Google and Meta have begun internal trials of personal AI agents codenamed Remy and Hatch, according to reporting published May 6, 2026. Both efforts are positioned to act autonomously on users’ behalf for everyday tasks and integrate more deeply into core product surfaces, a shift framed as a response to the commercial head start achieved by competitors.
Remy is operating inside an employee version of Google’s Gemini app and is designed to connect with other Google services. Internally, it is described as a round‑the‑clock personal agent for work, school and daily life that can answer questions, carry out tasks on its own, proactively monitor relevant activity, and learn user preferences over time. Google declined to comment on the tests.
On May 4, 2026, Google announced it would shut down Project Mariner, its experimental browser agent, and fold the technology into Gemini Agent. Reports say staff who had worked on Mariner were reassigned to focus on an OpenClaw response, and agents are expected to be a major focus at Google’s I/O event scheduled this month.

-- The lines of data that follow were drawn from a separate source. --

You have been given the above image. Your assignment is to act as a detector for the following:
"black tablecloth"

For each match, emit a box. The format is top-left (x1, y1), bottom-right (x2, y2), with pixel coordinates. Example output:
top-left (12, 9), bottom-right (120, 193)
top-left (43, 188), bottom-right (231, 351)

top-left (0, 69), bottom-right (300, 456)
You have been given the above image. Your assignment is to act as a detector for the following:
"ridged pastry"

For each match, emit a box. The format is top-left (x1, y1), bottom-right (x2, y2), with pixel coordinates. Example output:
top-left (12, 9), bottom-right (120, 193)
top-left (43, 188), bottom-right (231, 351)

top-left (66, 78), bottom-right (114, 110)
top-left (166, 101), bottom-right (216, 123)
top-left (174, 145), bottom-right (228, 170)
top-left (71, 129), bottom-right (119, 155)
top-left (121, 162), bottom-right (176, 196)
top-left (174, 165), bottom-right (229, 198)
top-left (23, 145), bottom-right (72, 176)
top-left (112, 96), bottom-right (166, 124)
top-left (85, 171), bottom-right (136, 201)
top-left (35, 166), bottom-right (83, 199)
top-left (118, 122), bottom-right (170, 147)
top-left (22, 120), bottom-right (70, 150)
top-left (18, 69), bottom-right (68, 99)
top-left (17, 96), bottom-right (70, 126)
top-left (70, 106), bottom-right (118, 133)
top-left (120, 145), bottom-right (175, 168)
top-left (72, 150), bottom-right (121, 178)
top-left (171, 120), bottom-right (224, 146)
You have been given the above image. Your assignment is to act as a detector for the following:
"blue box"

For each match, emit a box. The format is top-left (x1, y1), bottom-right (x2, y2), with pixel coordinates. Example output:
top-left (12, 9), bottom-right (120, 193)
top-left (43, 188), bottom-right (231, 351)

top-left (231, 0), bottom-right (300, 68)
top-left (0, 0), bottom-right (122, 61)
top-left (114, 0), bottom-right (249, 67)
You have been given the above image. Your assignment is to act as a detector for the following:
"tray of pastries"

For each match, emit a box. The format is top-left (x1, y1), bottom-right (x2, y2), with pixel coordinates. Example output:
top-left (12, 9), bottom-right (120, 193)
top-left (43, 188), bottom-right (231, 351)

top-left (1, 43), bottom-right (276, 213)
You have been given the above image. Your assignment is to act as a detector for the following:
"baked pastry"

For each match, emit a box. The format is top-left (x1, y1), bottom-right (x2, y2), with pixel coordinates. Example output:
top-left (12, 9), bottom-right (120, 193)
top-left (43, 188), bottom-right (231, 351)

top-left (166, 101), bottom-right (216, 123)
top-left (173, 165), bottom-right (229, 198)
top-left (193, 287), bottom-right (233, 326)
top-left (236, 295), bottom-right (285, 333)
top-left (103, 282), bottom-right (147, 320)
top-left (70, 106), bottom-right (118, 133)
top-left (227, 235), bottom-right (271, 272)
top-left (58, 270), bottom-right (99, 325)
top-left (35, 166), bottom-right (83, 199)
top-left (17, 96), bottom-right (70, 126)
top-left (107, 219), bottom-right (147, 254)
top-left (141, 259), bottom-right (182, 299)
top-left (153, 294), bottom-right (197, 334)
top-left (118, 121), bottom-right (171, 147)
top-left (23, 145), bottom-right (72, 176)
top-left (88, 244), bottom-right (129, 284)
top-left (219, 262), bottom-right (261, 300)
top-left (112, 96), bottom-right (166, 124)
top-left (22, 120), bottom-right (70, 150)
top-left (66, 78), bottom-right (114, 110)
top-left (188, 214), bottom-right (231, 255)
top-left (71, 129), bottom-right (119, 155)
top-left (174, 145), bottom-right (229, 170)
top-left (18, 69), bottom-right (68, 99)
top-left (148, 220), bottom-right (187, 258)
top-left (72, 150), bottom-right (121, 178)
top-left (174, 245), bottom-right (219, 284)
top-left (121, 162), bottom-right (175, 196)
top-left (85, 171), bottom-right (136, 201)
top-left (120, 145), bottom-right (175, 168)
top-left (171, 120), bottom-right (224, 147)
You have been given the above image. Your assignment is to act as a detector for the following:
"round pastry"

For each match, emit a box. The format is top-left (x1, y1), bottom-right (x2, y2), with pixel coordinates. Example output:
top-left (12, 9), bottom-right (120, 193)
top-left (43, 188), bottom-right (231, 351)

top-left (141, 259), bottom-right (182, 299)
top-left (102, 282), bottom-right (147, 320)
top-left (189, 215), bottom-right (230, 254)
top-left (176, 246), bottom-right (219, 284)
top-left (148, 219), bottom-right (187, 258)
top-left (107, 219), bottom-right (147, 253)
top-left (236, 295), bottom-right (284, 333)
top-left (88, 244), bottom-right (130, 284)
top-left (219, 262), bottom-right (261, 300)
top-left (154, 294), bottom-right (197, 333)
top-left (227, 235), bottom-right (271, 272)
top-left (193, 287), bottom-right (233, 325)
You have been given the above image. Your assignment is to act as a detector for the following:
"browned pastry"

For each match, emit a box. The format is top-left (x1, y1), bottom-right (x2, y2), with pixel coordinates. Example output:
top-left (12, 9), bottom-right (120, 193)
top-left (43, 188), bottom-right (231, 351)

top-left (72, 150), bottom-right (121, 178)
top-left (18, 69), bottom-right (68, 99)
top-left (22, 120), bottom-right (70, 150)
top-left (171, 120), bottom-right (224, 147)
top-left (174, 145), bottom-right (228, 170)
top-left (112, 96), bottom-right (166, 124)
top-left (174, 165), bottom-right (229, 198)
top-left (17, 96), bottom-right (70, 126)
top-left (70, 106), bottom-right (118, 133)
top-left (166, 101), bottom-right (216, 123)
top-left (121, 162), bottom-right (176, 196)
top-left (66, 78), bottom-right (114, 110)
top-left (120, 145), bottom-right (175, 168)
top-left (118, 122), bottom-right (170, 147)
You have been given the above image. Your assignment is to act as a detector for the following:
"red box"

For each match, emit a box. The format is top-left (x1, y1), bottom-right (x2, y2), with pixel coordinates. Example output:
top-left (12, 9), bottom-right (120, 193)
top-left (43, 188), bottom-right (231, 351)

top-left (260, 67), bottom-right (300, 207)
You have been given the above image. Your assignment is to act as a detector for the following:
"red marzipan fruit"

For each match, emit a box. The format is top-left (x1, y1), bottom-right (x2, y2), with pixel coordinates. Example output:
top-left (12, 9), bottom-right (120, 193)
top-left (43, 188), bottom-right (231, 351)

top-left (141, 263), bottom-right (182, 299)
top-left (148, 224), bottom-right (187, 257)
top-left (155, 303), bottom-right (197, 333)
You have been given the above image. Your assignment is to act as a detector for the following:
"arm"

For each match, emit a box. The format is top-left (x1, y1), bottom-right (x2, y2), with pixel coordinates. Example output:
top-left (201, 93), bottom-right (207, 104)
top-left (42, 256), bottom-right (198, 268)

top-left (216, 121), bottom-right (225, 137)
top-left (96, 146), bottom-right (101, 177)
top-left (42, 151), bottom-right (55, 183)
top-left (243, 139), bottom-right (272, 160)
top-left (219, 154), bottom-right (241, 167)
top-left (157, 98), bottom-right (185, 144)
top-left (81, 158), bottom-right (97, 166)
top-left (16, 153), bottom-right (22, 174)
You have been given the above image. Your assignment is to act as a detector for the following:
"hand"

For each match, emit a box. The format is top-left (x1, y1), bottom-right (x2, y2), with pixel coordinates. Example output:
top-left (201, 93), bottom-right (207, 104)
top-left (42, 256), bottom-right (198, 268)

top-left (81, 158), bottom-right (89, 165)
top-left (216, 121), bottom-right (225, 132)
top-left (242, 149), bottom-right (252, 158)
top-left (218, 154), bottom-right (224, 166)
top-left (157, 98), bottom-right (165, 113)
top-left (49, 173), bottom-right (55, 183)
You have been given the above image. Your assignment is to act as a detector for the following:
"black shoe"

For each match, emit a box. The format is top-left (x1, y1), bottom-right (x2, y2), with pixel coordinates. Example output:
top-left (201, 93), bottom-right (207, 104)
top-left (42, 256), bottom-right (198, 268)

Meta’s Hatch is being developed alongside an agentic shopping tool for Instagram and is slated to enter internal testing by the end of June. The Hatch prototypes have been trained in sandboxed web environments that simulate sites such as DoorDash, Etsy and Reddit to prepare the agent for real‑world interactions with commerce and social content.

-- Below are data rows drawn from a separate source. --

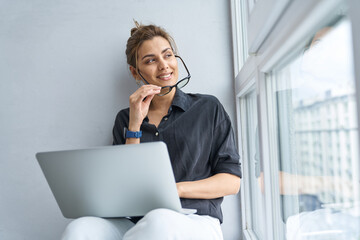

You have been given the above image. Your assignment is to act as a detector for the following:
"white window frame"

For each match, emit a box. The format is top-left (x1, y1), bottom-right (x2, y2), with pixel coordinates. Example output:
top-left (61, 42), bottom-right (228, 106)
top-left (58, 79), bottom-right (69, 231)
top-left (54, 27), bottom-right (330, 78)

top-left (231, 0), bottom-right (360, 240)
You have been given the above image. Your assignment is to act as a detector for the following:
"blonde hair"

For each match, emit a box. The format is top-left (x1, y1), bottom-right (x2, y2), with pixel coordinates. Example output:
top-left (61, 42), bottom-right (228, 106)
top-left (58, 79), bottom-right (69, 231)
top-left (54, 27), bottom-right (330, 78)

top-left (125, 20), bottom-right (177, 69)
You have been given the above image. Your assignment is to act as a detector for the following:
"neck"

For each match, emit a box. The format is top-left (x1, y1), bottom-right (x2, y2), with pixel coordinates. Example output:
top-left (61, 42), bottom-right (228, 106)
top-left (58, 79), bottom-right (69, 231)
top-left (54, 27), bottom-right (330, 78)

top-left (150, 88), bottom-right (176, 111)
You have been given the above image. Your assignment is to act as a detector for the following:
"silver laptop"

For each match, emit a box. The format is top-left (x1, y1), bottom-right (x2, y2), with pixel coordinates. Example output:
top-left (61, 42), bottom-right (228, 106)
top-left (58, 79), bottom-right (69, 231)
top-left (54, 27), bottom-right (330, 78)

top-left (36, 142), bottom-right (196, 218)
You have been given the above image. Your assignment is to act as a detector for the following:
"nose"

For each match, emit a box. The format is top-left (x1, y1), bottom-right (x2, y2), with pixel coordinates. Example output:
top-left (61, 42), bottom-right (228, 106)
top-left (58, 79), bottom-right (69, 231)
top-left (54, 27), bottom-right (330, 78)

top-left (158, 58), bottom-right (169, 70)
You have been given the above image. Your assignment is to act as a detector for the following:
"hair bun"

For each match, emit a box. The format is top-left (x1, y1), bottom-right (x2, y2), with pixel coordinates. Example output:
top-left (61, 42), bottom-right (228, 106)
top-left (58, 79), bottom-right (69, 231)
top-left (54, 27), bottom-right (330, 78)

top-left (130, 19), bottom-right (141, 36)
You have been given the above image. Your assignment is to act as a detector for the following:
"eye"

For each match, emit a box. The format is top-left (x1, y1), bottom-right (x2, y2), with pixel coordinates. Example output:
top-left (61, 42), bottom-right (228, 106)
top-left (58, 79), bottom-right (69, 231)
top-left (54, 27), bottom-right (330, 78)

top-left (165, 52), bottom-right (173, 58)
top-left (145, 58), bottom-right (155, 64)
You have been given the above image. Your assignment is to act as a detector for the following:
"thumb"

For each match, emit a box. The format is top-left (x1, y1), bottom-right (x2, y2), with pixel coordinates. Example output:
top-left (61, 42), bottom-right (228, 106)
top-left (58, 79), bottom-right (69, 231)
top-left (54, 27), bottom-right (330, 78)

top-left (143, 95), bottom-right (155, 105)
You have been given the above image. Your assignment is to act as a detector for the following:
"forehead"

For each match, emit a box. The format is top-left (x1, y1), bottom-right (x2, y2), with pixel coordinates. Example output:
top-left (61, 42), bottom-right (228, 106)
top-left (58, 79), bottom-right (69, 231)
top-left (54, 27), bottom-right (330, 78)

top-left (138, 36), bottom-right (171, 58)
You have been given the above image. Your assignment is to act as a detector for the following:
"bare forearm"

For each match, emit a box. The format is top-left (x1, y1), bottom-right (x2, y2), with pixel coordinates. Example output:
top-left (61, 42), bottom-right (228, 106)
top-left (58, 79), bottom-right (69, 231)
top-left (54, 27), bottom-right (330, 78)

top-left (177, 173), bottom-right (240, 199)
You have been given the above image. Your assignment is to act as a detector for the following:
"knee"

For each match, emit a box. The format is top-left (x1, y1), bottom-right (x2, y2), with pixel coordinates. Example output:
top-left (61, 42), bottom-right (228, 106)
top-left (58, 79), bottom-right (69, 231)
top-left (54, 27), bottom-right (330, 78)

top-left (124, 209), bottom-right (181, 240)
top-left (142, 208), bottom-right (181, 231)
top-left (62, 217), bottom-right (121, 240)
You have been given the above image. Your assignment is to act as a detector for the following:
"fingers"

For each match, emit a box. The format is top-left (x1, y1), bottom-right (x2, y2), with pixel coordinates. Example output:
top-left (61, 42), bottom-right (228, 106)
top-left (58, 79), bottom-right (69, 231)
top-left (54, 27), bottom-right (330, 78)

top-left (130, 85), bottom-right (161, 105)
top-left (129, 85), bottom-right (161, 129)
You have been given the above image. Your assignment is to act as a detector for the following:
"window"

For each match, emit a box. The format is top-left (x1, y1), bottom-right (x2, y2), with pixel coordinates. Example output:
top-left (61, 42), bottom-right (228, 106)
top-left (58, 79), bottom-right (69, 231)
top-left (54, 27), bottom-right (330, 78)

top-left (240, 89), bottom-right (266, 239)
top-left (267, 18), bottom-right (360, 239)
top-left (231, 0), bottom-right (360, 240)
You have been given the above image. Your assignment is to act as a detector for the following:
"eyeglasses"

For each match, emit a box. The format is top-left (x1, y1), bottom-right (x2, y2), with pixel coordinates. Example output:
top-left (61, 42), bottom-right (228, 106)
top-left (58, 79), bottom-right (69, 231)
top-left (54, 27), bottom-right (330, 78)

top-left (138, 55), bottom-right (191, 96)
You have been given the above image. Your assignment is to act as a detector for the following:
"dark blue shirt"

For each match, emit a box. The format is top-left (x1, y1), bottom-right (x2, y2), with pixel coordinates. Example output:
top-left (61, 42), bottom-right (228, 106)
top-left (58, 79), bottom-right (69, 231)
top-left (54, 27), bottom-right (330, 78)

top-left (113, 89), bottom-right (241, 222)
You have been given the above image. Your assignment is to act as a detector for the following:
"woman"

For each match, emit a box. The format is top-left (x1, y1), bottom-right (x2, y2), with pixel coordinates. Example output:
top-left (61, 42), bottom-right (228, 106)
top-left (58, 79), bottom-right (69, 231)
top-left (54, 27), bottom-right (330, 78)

top-left (63, 23), bottom-right (241, 240)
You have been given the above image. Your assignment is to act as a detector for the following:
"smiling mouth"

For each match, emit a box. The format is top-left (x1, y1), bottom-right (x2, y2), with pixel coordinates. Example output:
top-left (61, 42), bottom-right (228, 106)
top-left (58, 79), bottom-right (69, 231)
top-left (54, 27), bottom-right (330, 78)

top-left (158, 73), bottom-right (172, 81)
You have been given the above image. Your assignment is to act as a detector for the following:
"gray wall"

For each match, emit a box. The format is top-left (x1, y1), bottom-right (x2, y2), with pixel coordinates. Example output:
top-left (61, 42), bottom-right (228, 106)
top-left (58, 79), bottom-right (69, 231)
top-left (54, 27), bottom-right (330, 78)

top-left (0, 0), bottom-right (240, 240)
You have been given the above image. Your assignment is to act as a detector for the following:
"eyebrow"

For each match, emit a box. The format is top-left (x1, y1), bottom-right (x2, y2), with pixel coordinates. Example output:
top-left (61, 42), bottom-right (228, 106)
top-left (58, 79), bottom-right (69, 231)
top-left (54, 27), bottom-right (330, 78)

top-left (141, 48), bottom-right (171, 60)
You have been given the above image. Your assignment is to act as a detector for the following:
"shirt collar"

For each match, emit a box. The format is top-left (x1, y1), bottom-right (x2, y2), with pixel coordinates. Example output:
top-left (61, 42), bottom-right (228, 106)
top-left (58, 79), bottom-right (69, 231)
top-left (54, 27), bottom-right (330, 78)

top-left (171, 89), bottom-right (191, 112)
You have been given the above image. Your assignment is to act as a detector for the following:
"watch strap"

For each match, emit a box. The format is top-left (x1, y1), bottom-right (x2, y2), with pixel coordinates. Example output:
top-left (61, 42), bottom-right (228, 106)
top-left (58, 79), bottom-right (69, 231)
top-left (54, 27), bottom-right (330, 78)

top-left (125, 130), bottom-right (142, 138)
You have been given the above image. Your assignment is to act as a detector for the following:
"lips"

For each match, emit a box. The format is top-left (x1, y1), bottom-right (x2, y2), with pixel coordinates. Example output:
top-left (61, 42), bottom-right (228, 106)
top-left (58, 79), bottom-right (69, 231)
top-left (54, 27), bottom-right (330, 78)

top-left (158, 73), bottom-right (173, 81)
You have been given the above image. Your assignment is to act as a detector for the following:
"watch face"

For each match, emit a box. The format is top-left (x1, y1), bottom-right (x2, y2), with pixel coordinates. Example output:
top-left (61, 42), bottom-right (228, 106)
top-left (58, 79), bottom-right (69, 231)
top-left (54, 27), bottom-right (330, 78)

top-left (126, 130), bottom-right (142, 138)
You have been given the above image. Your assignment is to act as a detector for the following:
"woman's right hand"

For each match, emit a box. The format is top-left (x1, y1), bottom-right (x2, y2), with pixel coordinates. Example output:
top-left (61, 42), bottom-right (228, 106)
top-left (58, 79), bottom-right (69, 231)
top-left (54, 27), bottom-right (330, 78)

top-left (129, 84), bottom-right (161, 131)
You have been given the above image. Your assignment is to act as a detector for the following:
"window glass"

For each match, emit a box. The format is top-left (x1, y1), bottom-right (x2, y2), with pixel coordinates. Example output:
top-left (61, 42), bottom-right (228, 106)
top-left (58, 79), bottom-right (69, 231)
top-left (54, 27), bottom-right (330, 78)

top-left (268, 18), bottom-right (360, 240)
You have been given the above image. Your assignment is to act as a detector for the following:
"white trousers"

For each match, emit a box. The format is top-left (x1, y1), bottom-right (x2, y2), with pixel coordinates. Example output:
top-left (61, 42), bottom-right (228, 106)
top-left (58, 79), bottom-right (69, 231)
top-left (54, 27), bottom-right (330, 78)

top-left (62, 209), bottom-right (223, 240)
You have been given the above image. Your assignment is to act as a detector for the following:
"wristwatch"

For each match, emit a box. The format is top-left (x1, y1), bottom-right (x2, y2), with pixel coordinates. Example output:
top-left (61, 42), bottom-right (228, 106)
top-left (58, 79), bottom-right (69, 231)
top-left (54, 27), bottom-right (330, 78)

So far Meta has used Anthropic’s Claude models to train Hatch but plans to switch the agent to its own Muse Spark model at launch. The Instagram shopping feature is planned for integration before the fourth quarter and would let users tap a product in a Reel to learn more and complete a purchase without leaving the app, a direct play to compete with TikTok Shop.

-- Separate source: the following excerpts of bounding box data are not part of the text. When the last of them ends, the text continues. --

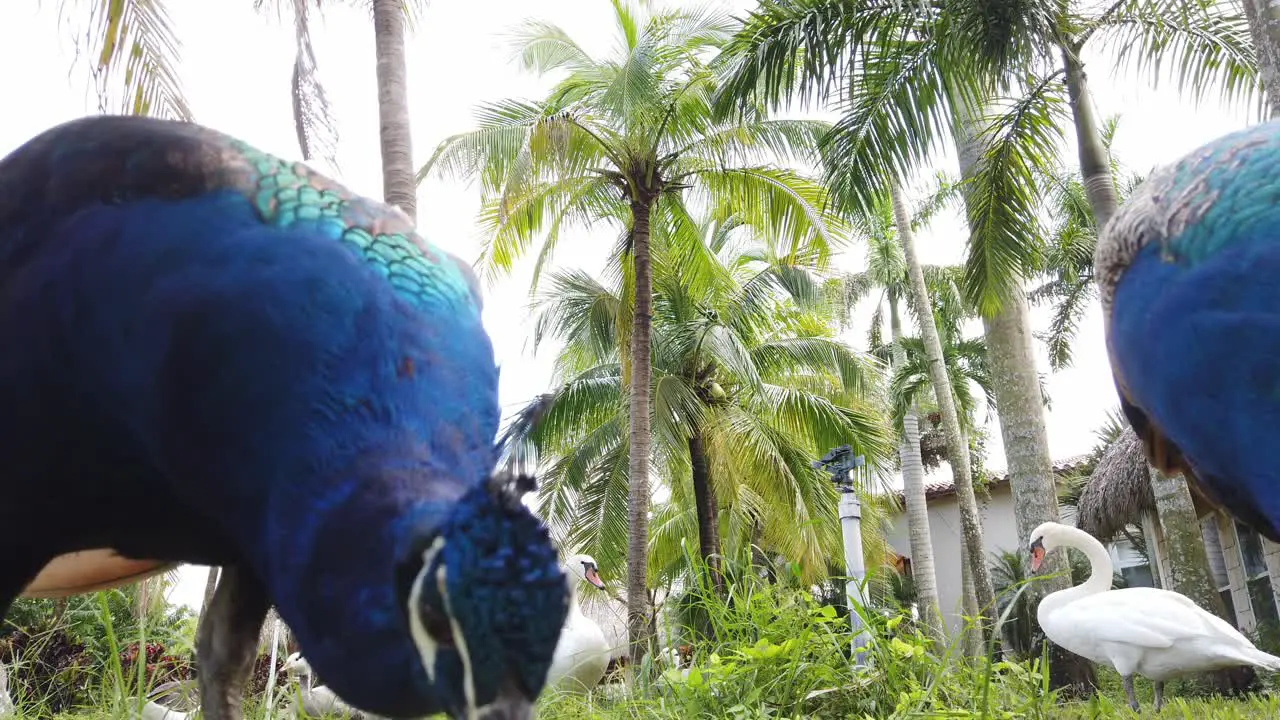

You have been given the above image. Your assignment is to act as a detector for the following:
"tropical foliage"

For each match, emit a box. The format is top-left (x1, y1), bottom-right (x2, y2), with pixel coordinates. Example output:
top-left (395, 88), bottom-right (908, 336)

top-left (419, 0), bottom-right (841, 646)
top-left (499, 212), bottom-right (888, 584)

Industry observers say Anthropic and OpenAI retain a commercial lead. Anthropic currently offers products such as Claude Code and Claude Cowork; OpenAI has added OpenClaw creator Peter Steinberg to its team and is building agent‑capable products alongside Codex and a reported “super app.” Microsoft has also integrated Anthropic technology into Copilot Cowork. The broader takeaway is that the standalone browser‑agent wave has softened, and major platforms are now expected to embed autonomous assistants into email, calendars, office suites and commerce surfaces. Companies are prioritizing agent development as they seek returns on recent AI investments and scale up infrastructure spending this year.